If they want to bother, and take the time… it seems more likely that they would either just tell the person they can’t come in, or shrug and say the machine has been acting up and let them in anyway.
I hear you. I too live in a region known for clean air (when we don’t have fires) and watching cyclists out in the middle of nowhere wearing masks seems so silly!
With yesterday’s release of the two or three year old C Span film footage of Fauci and the Health And Human Services Medical Innovation Director Mr Bright making it known about how they deliberately plotted to move beyond the old technology of egg-based vaccines into the glorious New Age of mRNA Vaxxes, many in the public are even more pissed off than before. The Round Table of government bureaucrats was gleefully chortling about how a mutated form of avian flu and/or SARS, when combined with a corona virus, might easily be unleashed in such a way that humanity would be made so fearful we would let them skip the usual 2 to 6 years of vax testing & just go ahead & mandate untested vaxxes to be released on the world.
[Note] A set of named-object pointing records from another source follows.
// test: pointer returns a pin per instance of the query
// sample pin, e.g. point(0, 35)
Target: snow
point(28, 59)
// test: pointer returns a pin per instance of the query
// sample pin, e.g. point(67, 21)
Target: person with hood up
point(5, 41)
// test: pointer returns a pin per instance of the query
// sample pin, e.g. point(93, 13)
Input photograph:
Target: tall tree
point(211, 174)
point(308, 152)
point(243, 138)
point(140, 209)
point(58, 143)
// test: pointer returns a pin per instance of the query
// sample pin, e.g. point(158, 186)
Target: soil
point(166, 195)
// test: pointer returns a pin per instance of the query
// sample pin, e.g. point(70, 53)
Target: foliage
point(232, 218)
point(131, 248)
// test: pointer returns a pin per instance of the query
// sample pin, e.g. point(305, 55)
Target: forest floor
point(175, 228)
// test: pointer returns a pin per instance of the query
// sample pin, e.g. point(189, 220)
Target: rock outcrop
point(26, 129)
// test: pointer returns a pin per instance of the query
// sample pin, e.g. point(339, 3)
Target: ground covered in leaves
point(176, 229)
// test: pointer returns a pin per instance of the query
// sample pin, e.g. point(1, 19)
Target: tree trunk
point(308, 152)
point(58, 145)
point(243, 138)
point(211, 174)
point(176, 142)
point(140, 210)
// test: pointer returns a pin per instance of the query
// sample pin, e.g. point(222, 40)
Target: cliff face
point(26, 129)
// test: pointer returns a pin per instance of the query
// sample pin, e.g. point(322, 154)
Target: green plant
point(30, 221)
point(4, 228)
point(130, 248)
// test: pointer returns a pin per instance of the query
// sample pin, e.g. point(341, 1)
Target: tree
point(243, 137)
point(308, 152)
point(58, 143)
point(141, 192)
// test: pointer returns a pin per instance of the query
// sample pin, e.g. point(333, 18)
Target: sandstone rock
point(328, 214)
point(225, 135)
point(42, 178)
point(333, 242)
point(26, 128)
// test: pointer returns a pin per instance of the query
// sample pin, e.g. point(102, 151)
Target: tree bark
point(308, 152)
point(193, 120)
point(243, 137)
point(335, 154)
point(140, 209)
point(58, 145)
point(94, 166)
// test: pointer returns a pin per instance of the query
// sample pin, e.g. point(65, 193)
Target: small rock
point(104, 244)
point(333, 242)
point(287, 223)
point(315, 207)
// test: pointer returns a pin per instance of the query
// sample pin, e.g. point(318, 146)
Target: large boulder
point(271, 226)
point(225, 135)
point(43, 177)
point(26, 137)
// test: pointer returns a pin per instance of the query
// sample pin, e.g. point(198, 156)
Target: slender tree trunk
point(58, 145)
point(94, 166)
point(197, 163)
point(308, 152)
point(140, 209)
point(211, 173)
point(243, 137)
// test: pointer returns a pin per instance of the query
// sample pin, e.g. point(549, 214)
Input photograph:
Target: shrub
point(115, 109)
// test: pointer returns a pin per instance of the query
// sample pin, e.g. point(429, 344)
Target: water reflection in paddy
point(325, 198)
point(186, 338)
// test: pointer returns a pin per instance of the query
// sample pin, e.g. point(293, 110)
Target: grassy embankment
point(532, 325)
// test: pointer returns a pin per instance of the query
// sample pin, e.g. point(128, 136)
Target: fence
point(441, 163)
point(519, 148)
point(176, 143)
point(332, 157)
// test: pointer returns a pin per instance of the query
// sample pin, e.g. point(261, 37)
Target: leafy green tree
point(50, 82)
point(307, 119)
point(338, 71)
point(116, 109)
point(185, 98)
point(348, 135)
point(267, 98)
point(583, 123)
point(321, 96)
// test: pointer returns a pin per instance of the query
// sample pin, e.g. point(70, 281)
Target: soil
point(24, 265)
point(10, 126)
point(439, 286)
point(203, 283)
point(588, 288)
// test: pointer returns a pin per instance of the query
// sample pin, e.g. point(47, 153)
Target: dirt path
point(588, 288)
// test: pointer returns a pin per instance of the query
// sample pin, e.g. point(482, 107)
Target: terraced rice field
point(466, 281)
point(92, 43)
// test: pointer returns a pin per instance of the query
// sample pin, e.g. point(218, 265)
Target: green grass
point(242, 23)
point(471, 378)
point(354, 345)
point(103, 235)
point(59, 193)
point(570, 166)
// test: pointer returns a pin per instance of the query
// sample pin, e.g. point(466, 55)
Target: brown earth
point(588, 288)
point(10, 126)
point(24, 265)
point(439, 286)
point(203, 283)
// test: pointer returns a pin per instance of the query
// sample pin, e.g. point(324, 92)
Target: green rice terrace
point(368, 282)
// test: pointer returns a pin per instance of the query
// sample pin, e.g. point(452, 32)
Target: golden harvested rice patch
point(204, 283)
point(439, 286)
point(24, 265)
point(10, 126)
Yes I wholeheartedly agree these men are monsters & criminals.
Saw a news item on this a few days ago. Some nurse was arrested, IIRC. By the way, is there a law against forging vaccine passports?
A former NBA player was taken into custody when he arrived in Hawaii for using a “fake” vaccine document. He was sent back to California
Sorry but that argument just don’t hold no water. Have you implemented these things? I have. The medical equipment at the doctor is designed and built to a standard and generally calibrated regularly. The little doo-dad at the front door? Not so much.